En algún momento alguien decidió invertir millones de dólares en una tecnología sofisticada sin garantizar que el proceso de formación de los recursos humanos avanzara al mismo ritmo que la instalación de los equipos. Alguien concibió la obra, pero no el funcionamiento. Alguien pensó en la fotografía de la inauguración, pero no en la rutina diaria que debía venir después.
Es una forma de gobernar que comienza a repetirse con preocupante frecuencia. Una cultura de la gestión donde el anuncio parece más importante que el resultado y donde la adquisición de los medios termina desplazando la obtención de los fines.
Aristóteles advertía que la inteligencia práctica consiste en ordenar correctamente los medios para alcanzar un objetivo. Cuando los medios se convierten en el objetivo mismo, la acción pierde racionalidad y se transforma en mera apariencia. Algo de eso parece ocurrirnos. Compramos tecnología para exhibir modernidad, pero olvidamos construir las condiciones que vuelven posible esa modernidad.
Y entonces sucede lo absurdo: tenemos el instrumento, pero no el uso; la inversión, pero no el resultado; la infraestructura, pero no el servicio.
Lo ocurrido en Carrasco llega además en días particularmente sensibles para la credibilidad pública. Hace apenas unas semanas el país asistió a la incómoda polémica generada por la compra de una camioneta presidencial beneficiada por descuentos extraordinarios que terminaron derivando en explicaciones contradictorias y en el anuncio de una posterior donación del vehículo. Más allá de las diferencias evidentes entre ambos episodios, existe un hilo conductor que comienza a preocupar. La sensación creciente de que las decisiones públicas se encuentran rodeadas por una improvisación que jamás debería formar parte de la administración de los recursos colectivos.
Los países no se deterioran únicamente por los grandes escándalos.
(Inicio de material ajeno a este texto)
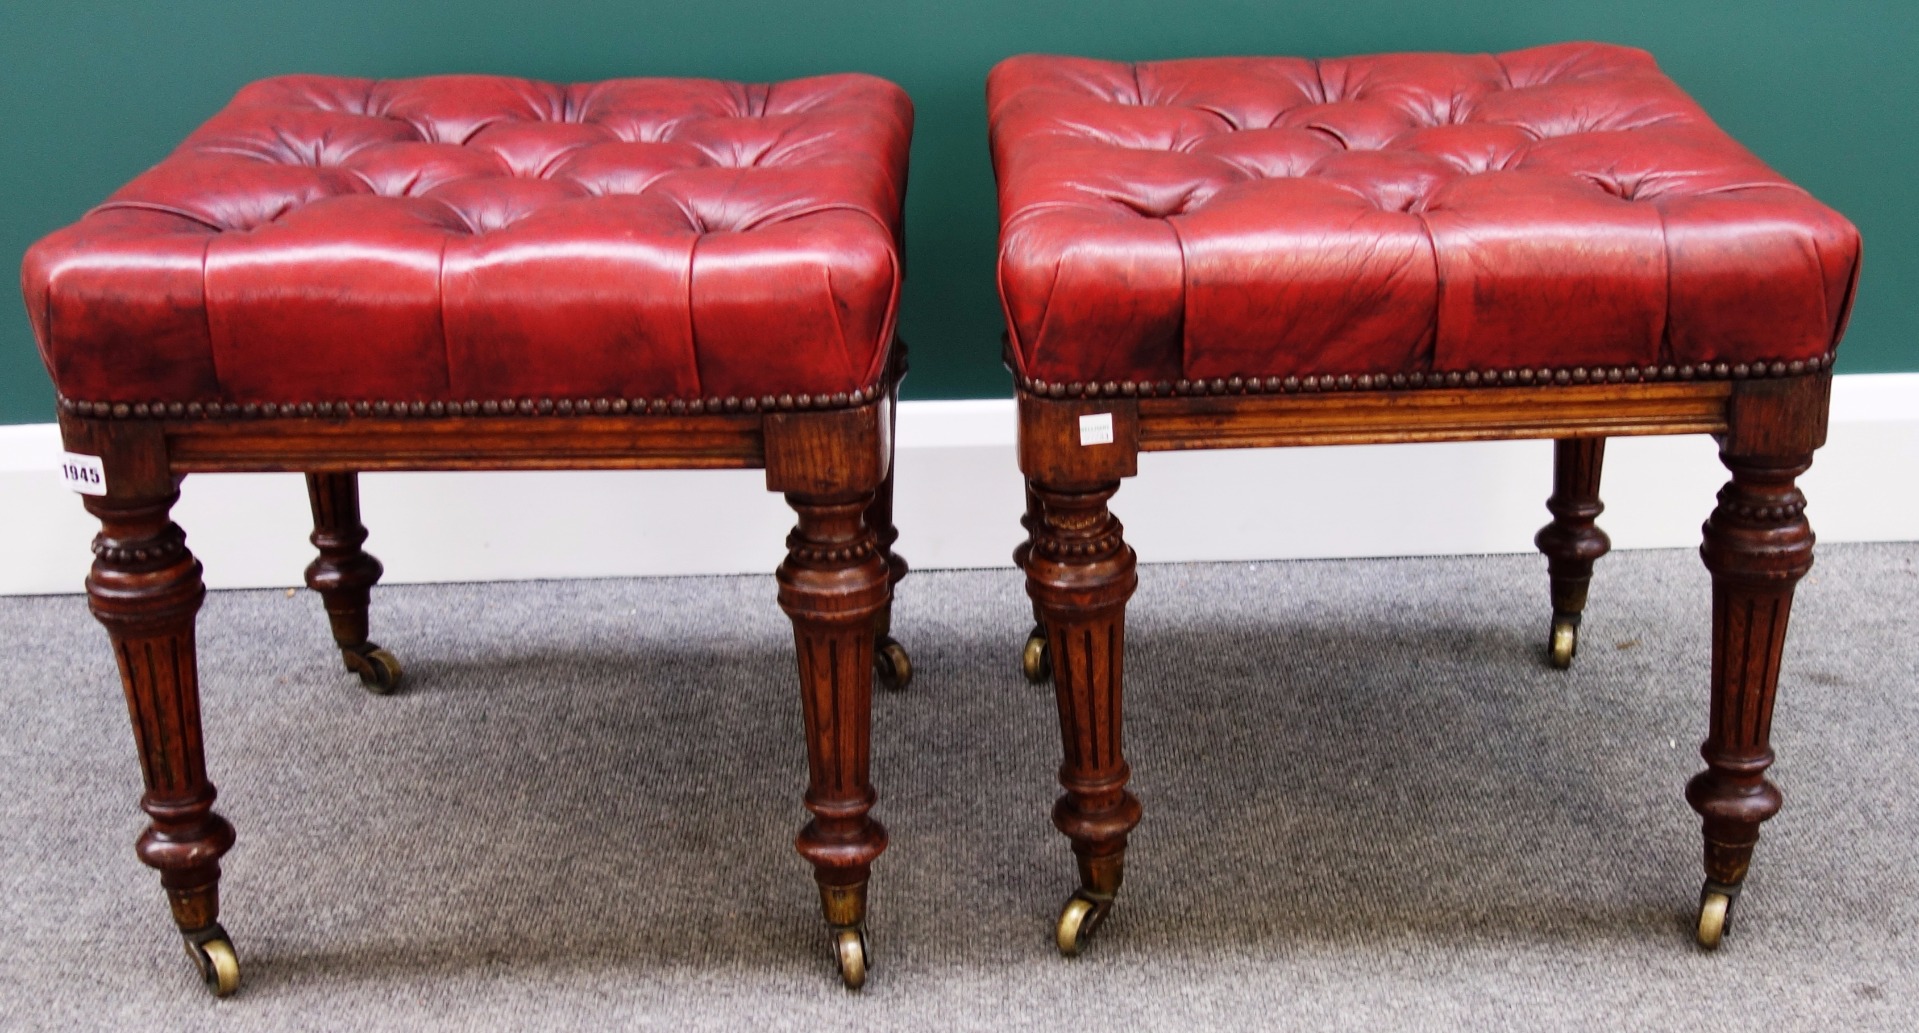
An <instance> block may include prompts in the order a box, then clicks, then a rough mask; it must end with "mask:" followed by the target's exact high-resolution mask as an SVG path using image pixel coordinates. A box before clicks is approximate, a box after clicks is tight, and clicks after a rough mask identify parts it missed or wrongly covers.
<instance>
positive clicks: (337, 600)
mask: <svg viewBox="0 0 1919 1033" xmlns="http://www.w3.org/2000/svg"><path fill="white" fill-rule="evenodd" d="M307 501H311V503H313V547H315V549H319V551H320V555H319V557H317V559H315V561H313V563H311V565H307V588H311V589H313V591H319V593H320V599H324V601H326V618H328V622H332V626H334V641H336V643H340V659H342V661H345V668H347V670H351V672H355V674H359V676H361V682H363V684H365V685H367V689H370V691H376V693H380V695H386V693H391V691H395V689H397V687H399V680H401V668H399V661H397V659H395V657H393V655H391V653H388V651H386V649H380V647H378V645H376V643H372V641H367V609H368V605H370V601H372V586H374V584H378V582H380V574H382V572H384V568H382V566H380V561H378V559H374V557H372V555H368V553H367V551H365V549H361V545H365V543H367V528H365V526H363V524H361V518H359V474H307Z"/></svg>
Muchas veces comienzan a erosionarse por la acumulación de pequeñas señales que, consideradas aisladamente, parecen menores, pero observadas en conjunto revelan una forma de hacer las cosas. Una camioneta adquirida en circunstancias poco claras. Un sistema aeroportuario de veinte millones de dólares que espera operadores. Un anuncio que antecede a la realidad. Una explicación que llega después del problema.
Nada de esto paraliza al país. Nada de esto provoca una crisis institucional. Pero cada episodio deja una huella invisible sobre el patrimonio más importante que tiene una república: la confianza.